Meta Platforms has committed $21 billion to CoreWeave for AI cloud infrastructure across a multi-year term, the largest single commitment between a hyperscale consumer platform and a specialized compute provider. The arrangement expands an existing partnership announced last year and positions CoreWeave as Meta's primary external GPU supplier for training and inference workloads tied to Llama models and generative AI product rollouts.

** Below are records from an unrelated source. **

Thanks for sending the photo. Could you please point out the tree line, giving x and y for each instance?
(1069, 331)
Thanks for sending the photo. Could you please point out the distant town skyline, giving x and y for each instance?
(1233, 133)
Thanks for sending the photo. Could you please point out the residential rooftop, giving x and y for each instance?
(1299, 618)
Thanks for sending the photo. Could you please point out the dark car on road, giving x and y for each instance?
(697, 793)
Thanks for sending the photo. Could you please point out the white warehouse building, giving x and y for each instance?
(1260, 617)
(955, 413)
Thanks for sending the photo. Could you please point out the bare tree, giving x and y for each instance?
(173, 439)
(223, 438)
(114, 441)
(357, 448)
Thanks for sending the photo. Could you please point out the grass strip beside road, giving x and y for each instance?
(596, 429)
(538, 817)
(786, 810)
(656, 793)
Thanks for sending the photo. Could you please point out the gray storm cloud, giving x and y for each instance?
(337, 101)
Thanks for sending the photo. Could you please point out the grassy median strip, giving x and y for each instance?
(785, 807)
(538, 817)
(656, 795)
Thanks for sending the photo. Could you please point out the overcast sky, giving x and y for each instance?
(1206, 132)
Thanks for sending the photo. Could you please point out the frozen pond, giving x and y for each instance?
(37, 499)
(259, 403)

CoreWeave disclosed the figure Tuesday without publishing specific capacity or timeline details. The company, which went public in January at a $19 billion valuation, has now secured more than $30 billion in forward commitments since late 2023. Meta's stake accounts for roughly two-thirds of that backlog. The deal does not appear to include equity participation or exclusivity, but the scale suggests Meta is underwriting a meaningful portion of CoreWeave's datacenter buildout through 2027. CoreWeave operates 28 datacenters globally and has confirmed plans to add 14 facilities by year-end 2025, many co-located near Meta's own regional hubs.
The move reflects a structural shift in how large platforms source compute. Meta continues to operate proprietary clusters for its core recommendation and ads infrastructure, but the Llama ecosystem—now powering third-party applications and consumer-facing generative tools—requires elastic capacity that internal capital cycles cannot match. CoreWeave offers Meta access to Nvidia H100 and H200 GPUs on shorter lead times than traditional cloud providers, with contract terms that allow Meta to scale inference workloads without committing to long-term reserved instance pricing. The company's focus on bare-metal GPU orchestration and its willingness to offer fixed-price multi-year contracts make it a cleaner counterparty than AWS, Google Cloud, or Azure for workloads where margin pressure and utilization volatility are high.

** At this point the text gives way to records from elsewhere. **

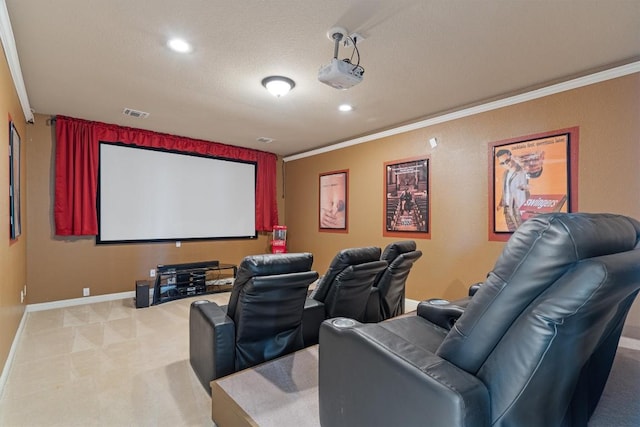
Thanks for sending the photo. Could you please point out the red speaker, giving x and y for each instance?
(142, 293)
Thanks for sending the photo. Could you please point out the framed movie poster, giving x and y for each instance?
(332, 215)
(14, 182)
(406, 206)
(529, 176)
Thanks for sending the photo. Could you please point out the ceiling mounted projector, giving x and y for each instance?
(341, 74)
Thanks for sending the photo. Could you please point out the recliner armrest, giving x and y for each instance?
(211, 342)
(312, 318)
(360, 366)
(442, 312)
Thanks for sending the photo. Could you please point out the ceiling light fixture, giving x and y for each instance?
(179, 45)
(277, 85)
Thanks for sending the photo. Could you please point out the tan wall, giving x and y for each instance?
(459, 252)
(13, 260)
(60, 267)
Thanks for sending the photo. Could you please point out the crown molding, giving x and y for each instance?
(11, 53)
(590, 79)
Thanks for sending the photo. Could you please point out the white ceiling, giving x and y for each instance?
(92, 58)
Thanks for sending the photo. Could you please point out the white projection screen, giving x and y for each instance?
(155, 195)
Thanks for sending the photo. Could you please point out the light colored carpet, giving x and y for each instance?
(110, 364)
(106, 364)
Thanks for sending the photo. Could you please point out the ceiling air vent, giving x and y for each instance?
(135, 113)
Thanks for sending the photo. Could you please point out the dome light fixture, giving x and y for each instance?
(278, 85)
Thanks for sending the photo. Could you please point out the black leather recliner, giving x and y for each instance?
(388, 292)
(343, 291)
(533, 347)
(262, 321)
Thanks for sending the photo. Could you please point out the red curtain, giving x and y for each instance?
(76, 185)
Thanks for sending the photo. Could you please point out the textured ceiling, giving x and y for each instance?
(92, 58)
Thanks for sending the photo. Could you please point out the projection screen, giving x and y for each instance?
(155, 195)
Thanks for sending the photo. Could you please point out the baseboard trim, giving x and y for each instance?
(79, 301)
(12, 352)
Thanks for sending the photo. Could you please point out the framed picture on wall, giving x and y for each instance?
(333, 201)
(406, 205)
(14, 182)
(529, 176)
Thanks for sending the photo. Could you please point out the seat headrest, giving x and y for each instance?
(540, 251)
(342, 260)
(394, 249)
(269, 264)
(266, 265)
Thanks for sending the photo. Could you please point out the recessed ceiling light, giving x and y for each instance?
(179, 45)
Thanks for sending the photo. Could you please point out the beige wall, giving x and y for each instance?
(459, 253)
(13, 259)
(60, 267)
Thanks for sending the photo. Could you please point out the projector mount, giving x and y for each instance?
(341, 74)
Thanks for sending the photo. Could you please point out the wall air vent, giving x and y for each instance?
(135, 113)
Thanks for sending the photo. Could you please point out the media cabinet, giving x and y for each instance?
(175, 281)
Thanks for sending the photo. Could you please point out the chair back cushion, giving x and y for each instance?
(344, 259)
(553, 305)
(266, 265)
(268, 306)
(391, 284)
(540, 252)
(348, 295)
(392, 251)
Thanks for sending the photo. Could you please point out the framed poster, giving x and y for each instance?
(14, 182)
(333, 203)
(531, 175)
(406, 205)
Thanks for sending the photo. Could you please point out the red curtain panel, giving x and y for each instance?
(76, 175)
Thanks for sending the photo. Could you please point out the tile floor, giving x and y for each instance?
(106, 364)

The $21 billion figure is notable less for its size than for its specificity. CoreWeave has traded on forward commitments to reassure public equity holders that its revenue pipeline is durable, but the company has not previously disclosed customer-level contract values. Meta's willingness to have the number public suggests confidence in its AI product roadmap and a desire to signal to the market that it is securing capacity ahead of anticipated demand from consumer-facing generative features launching later this year. The arrangement also derisks CoreWeave's expansion into European and Asian markets, where Meta's regional presence provides natural anchor tenancy for new builds.
Allocators should track three developments over the next six months. First, whether CoreWeave's datacenter utilization rates—currently estimated near 78 percent—hold steady as the Meta capacity comes online, or whether the company begins to show signs of overbuild relative to near-term demand. Second, whether other large language model operators follow Meta's lead in committing to long-term infrastructure partnerships rather than building proprietary clusters. Third, whether CoreWeave's cost of capital improves as its backlog becomes more concentrated. The company raised $7.5 billion in debt last year at rates near 8 percent, and a visible anchor customer may allow it to refinance at lower spreads.
Meta's infrastructure spending for 2025 is now tracking above $60 billion, with roughly one-third allocated to external cloud and colocation. That ratio is climbing.